Now, thus far we have been dealing with matters of fact concerning which I do not think there can be any question. That is to say, no one can deny any of the statements which this schema serves to express; a difference of opinion can only arise when it is asked whether the sundry faculties (or cases) presented by the schema are developmentally continuous with one another. To this topic, therefore, we shall now address ourselves.

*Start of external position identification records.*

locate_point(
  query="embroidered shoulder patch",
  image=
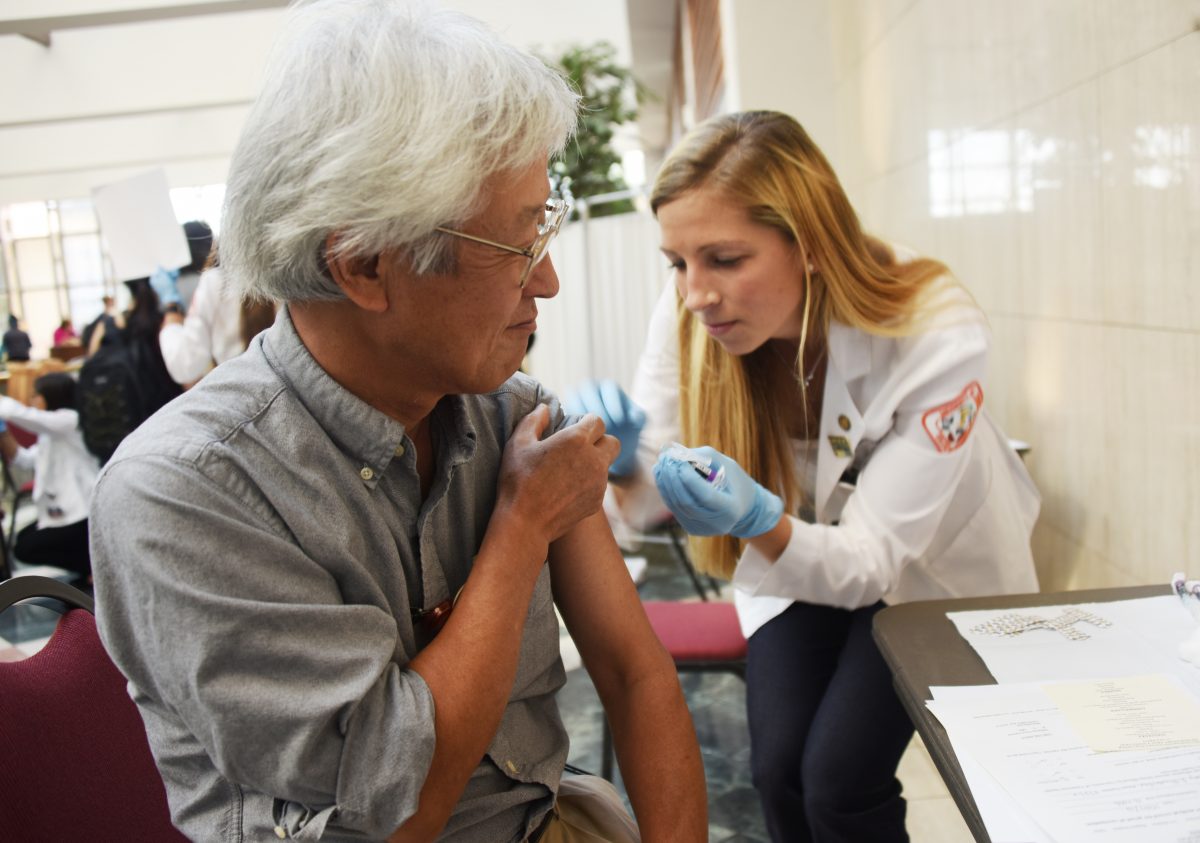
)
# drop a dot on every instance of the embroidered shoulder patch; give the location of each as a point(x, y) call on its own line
point(951, 424)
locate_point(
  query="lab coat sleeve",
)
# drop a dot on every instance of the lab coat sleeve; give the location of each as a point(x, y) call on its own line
point(48, 422)
point(903, 494)
point(657, 390)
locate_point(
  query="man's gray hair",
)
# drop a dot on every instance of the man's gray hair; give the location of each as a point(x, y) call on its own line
point(381, 120)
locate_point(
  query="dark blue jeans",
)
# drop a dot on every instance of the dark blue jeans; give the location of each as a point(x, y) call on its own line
point(826, 728)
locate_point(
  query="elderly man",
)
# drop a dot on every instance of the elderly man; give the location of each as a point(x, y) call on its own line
point(324, 569)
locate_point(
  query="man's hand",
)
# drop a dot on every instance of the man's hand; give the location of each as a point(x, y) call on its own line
point(556, 482)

First let it be observed that there can be no dispute about one point, namely, that all the faculties or cases presented by the schema, with the single exception of the last (No. 7), are common to animals and men. Therefore we may begin by taking as beyond the reach of question the important fact that animals do present, in an unmistakable manner, a germ of the sign-making faculty. But this fact is so important in its relation to our subject, that I shall here pause to consider the modes and degrees in which the faculty is exhibited by animals.

Huber says that when one wasp finds a store of honey, “it returns to the nest and brings off in a short time a hundred other wasps;” and this statement is confirmed by Dujardin. Again, the very able observer, F. Müller, writes, in one of his letters to Mr. Darwin, that he observed a queen bee depositing her eggs in a nest of 47 cells. In the process she overlooked four of the cells, and when she had filled the other 43, supposing her work to have been completed, prepared to retire. “But as she had overlooked the four cells of the new comb, the workers ran impatiently from this part to the queen, pushing her in an odd manner with their heads, as they did also the other workers they met with. In consequence, the queen began again to go round on the two older combs; but, as she did not find any cell wanting an egg, she tried to descend, yet everywhere she was pushed back by the workers. This contest lasted rather a long while, till the queen escaped without having completed her work. Thus the workers knew how to advise the queen that something was yet to be done; but they knew not how to show her where it had to be done.”

According to De Fravière, Landois, and some other observers, bees have a number of different notes, or tones, whereby they communicate information to one another;[59] but there seems to be little doubt that the means chiefly employed are gestures made with the antennæ. For example, Huber divided a hive into two chambers by means of a partition: great excitement prevailed in the half of the hive deprived of the queen, and the bees set to work to build royal cells for the creation of a new queen. Huber then divided a hive in exactly the same manner, with the difference only that the screen, or partition, was made of trellis work, through the openings of which the bees on either side could pass their antennæ. Under these circumstances the bees in the queenless half of the hive exhibited no disturbance, nor did they construct any royal cells: the bees in the other, or separated, half of the hive were able to inform them that the queen was safe.